When we found out I was pregnant with our second child, we turned our attention to our third bedroom. It was smaller than the master but bigger than our daughter’s nursery, so we decided that it was the natural step up for her. Plus, the crib was too wide to fit out of the nursery door, so that helped in our decision making.
Here’s the skinny: the room is 10 x 12 with original hardwood floors, 8 ft ceilings and a generous north-facing window. The problem: the room didn’t have a closet. The previous owners decided to move the laundry up to the second floor, blowing out the wall between the hallway linen closet and this bedroom’s closet. (The plumbing shares a wall with the shower.) Overall, we’ve been pleased with this decision, however, kids come with stuff and we needed a place to put it.
The solution: we would build a closet into the room.
Now, generally speaking, I’d advise against building out into a room.
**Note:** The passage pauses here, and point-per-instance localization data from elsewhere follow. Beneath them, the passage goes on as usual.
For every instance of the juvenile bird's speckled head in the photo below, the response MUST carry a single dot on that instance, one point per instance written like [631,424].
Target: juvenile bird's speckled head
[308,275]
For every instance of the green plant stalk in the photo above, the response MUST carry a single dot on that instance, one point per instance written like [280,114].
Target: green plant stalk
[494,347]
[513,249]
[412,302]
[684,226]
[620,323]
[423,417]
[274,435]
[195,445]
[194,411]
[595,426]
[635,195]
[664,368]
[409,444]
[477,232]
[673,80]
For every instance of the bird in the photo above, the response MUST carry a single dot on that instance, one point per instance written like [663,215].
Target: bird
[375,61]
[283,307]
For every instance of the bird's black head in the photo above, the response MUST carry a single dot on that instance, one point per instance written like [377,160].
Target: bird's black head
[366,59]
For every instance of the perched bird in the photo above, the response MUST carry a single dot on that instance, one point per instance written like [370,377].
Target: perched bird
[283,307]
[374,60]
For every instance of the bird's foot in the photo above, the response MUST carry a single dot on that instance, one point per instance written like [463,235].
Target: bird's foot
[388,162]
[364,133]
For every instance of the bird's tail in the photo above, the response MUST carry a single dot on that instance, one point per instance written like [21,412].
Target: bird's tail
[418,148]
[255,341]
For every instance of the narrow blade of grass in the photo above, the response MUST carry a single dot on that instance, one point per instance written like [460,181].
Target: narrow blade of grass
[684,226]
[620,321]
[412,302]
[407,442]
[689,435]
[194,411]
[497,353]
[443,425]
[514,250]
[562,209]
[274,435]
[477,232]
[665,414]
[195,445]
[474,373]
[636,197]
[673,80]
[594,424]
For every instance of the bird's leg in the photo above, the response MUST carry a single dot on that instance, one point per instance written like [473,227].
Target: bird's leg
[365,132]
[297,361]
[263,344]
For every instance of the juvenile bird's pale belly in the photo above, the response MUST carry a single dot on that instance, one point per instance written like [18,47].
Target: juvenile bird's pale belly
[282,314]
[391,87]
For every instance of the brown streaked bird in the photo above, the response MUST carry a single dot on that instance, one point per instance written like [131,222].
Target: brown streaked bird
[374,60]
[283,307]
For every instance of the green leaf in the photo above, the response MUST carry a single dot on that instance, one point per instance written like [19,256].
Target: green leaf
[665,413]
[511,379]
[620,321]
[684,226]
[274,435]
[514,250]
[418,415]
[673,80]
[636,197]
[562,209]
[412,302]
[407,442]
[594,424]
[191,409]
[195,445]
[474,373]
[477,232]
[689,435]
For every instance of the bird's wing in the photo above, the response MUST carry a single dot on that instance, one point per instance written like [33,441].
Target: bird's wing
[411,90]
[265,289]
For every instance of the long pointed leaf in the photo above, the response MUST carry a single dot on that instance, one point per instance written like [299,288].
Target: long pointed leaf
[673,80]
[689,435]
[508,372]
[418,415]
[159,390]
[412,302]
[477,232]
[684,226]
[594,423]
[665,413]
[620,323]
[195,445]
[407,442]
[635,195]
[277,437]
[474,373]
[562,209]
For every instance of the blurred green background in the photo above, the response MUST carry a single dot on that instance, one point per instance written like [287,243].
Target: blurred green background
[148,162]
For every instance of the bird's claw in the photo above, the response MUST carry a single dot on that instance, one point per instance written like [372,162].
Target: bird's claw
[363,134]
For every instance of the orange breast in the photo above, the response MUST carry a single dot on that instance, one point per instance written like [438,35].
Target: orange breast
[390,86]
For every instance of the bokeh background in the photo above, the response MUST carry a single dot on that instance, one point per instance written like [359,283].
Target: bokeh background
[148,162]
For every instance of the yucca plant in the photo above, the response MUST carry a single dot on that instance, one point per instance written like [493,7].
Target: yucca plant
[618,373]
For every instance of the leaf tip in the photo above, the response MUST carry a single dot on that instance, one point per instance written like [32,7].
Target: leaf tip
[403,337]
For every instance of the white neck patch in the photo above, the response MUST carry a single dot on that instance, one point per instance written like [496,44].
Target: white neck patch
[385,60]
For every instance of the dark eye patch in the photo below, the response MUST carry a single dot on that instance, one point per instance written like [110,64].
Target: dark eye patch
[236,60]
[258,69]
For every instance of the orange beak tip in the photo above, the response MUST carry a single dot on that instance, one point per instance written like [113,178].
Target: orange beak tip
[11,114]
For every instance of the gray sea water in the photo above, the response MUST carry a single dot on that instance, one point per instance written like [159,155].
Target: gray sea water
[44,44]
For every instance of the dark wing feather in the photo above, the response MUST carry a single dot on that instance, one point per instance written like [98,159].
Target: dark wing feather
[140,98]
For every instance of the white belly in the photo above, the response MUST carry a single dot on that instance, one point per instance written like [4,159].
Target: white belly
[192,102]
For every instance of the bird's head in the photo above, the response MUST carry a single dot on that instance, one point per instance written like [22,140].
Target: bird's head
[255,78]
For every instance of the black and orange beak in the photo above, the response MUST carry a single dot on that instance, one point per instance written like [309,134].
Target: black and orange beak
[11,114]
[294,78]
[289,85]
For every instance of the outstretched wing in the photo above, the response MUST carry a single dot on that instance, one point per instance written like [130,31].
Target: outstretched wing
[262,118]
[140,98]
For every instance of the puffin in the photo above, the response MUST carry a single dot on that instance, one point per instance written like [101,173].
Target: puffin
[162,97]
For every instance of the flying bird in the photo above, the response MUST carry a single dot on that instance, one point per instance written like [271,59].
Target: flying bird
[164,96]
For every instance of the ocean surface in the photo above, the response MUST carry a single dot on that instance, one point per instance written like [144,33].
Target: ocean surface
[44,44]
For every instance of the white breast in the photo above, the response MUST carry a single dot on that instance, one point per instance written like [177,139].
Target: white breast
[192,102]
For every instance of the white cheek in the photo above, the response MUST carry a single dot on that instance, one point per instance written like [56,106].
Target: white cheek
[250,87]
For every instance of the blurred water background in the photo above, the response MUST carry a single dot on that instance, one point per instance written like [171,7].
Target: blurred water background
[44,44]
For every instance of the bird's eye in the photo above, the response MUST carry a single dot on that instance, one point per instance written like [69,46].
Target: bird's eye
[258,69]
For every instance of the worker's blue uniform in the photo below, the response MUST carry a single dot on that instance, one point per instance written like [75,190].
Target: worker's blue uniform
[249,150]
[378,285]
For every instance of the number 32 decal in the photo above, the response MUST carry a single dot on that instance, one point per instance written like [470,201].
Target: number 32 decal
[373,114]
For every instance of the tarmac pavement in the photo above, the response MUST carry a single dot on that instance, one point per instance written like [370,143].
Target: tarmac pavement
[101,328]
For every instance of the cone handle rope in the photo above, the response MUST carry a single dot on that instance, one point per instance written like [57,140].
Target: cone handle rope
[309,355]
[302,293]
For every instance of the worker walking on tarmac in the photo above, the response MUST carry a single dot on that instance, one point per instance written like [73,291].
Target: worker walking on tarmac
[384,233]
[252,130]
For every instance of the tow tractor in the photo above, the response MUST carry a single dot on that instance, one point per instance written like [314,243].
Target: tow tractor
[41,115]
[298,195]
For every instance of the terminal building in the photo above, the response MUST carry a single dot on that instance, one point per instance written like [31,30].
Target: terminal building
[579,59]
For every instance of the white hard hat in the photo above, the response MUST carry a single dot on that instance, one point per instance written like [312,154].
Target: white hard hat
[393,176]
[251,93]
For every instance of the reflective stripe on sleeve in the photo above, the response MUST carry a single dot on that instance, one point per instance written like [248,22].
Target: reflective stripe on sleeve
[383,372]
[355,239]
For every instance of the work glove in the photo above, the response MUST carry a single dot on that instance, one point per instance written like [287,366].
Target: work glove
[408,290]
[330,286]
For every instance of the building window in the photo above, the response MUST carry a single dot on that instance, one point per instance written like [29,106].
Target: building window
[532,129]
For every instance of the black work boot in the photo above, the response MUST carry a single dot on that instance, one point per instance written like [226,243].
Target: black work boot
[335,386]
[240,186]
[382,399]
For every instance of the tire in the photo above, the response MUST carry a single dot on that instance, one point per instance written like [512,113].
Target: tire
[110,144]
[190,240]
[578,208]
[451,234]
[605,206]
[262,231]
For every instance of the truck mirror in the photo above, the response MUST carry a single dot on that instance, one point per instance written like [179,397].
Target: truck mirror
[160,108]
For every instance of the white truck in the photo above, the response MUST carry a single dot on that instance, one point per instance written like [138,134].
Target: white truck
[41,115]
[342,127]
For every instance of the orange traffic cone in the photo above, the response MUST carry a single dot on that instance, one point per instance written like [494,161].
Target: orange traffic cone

Square footage and floor space is at a premium and many rooms don’t have room to spare. Also, if done poorly, it could stick out like a sore thumb.
However, by definition, a legit bedroom requires a closet and the room was big enough to support it. Also, in terms of resale value, it’s always more attractive to potential buyers to have more proper storage solutions than less.
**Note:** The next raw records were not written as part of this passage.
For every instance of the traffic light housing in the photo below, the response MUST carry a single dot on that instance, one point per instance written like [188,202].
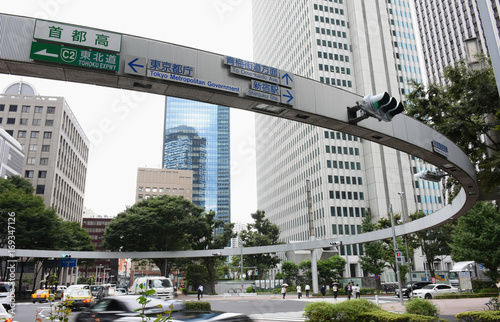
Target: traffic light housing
[382,106]
[400,259]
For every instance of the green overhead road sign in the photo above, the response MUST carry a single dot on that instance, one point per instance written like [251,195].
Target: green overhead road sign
[74,56]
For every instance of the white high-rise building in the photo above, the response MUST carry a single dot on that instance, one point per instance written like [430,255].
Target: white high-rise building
[366,47]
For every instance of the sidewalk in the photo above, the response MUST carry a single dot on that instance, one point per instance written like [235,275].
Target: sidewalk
[446,307]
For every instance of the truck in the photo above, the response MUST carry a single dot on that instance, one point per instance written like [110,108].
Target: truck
[163,286]
[475,270]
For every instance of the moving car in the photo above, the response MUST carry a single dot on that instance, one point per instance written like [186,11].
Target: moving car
[42,295]
[6,294]
[99,291]
[80,298]
[407,289]
[431,290]
[112,308]
[4,315]
[125,308]
[74,287]
[120,291]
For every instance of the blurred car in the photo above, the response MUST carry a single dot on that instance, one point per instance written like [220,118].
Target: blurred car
[4,315]
[112,308]
[42,295]
[79,298]
[408,288]
[6,294]
[120,291]
[99,291]
[431,290]
[124,308]
[73,287]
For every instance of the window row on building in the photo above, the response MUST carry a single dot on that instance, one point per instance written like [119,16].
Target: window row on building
[346,229]
[347,211]
[27,109]
[343,165]
[341,150]
[428,199]
[345,180]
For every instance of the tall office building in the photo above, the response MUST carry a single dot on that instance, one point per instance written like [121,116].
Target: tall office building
[159,182]
[450,31]
[366,47]
[197,138]
[55,146]
[11,156]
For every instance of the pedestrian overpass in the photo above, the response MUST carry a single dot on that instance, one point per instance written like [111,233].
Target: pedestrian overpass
[64,52]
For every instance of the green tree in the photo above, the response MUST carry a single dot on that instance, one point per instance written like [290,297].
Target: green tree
[462,110]
[373,261]
[154,224]
[290,270]
[207,232]
[23,216]
[477,238]
[434,242]
[331,269]
[261,233]
[388,246]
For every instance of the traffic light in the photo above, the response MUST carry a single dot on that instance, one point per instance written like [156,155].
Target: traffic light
[400,259]
[382,106]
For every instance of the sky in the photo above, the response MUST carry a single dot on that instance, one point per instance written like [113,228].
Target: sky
[125,127]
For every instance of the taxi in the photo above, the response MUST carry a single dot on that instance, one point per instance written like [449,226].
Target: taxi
[42,295]
[79,298]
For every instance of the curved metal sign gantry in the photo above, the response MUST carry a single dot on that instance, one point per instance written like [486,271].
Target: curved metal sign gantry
[64,52]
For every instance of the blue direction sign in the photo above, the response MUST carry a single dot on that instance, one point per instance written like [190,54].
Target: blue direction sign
[287,96]
[135,65]
[287,79]
[68,262]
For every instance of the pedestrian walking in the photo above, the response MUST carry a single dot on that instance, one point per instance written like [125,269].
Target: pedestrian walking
[335,290]
[200,292]
[348,290]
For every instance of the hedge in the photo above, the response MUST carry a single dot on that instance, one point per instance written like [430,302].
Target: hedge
[478,316]
[385,316]
[463,295]
[197,306]
[343,311]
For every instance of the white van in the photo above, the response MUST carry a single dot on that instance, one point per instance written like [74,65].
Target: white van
[6,294]
[163,286]
[73,287]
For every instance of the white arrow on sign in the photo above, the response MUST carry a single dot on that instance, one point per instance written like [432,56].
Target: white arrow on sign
[44,52]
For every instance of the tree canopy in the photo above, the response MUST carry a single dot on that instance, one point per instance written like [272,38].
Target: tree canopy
[477,238]
[373,261]
[261,233]
[466,110]
[154,224]
[33,225]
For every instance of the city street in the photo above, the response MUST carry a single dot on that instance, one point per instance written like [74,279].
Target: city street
[263,308]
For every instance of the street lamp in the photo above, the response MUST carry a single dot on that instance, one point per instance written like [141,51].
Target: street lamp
[105,275]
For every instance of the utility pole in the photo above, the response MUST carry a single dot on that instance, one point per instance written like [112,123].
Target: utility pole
[396,258]
[312,236]
[404,213]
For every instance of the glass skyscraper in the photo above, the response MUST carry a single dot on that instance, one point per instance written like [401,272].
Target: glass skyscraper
[197,138]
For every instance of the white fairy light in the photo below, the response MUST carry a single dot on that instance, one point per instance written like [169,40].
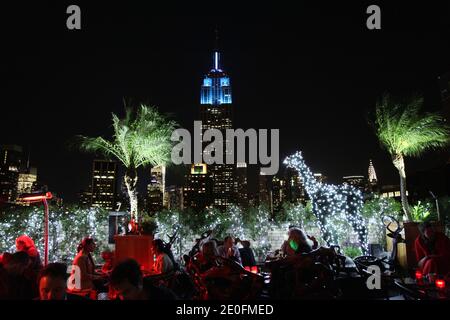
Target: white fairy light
[332,203]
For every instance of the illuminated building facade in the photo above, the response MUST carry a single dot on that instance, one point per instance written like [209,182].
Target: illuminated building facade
[216,113]
[241,185]
[265,189]
[279,194]
[104,178]
[294,187]
[26,180]
[197,193]
[356,181]
[10,164]
[155,189]
[174,198]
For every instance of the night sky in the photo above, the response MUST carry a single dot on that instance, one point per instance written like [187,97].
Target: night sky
[313,71]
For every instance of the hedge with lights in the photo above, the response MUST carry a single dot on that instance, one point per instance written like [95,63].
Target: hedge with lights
[67,227]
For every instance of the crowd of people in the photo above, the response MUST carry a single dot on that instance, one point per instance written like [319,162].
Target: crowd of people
[220,263]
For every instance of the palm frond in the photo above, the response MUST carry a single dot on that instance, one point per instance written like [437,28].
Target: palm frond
[142,137]
[404,129]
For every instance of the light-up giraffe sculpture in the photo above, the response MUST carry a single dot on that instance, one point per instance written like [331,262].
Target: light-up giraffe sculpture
[339,203]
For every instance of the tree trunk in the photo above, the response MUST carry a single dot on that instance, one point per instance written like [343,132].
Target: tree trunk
[399,163]
[131,183]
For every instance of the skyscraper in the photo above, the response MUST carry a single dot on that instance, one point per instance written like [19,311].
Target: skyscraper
[174,198]
[197,193]
[372,174]
[11,158]
[279,194]
[241,184]
[156,188]
[294,186]
[265,189]
[104,178]
[216,113]
[26,180]
[356,181]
The room needed a lot of work. We started by stripping the textured wall paper which wore decades of paint on top. We youtubed a great hack for getting the residual wallpaper paste off the walls with a solution made of water and fabric softener. Worked and smelled great!
I should mention that the house was built in 1925. It’s a handsome double brick exterior with original plaster in most of the rooms. While I enjoy the old time craftsmanship, experience tells me that over time it loses it’s bond to agents like polyfila and joint compounds. And these walls were covered in it. We spent many hours in there scrapping and sanding down to a smooth texture, trying not to wake our snoozing sweetheart down the hall.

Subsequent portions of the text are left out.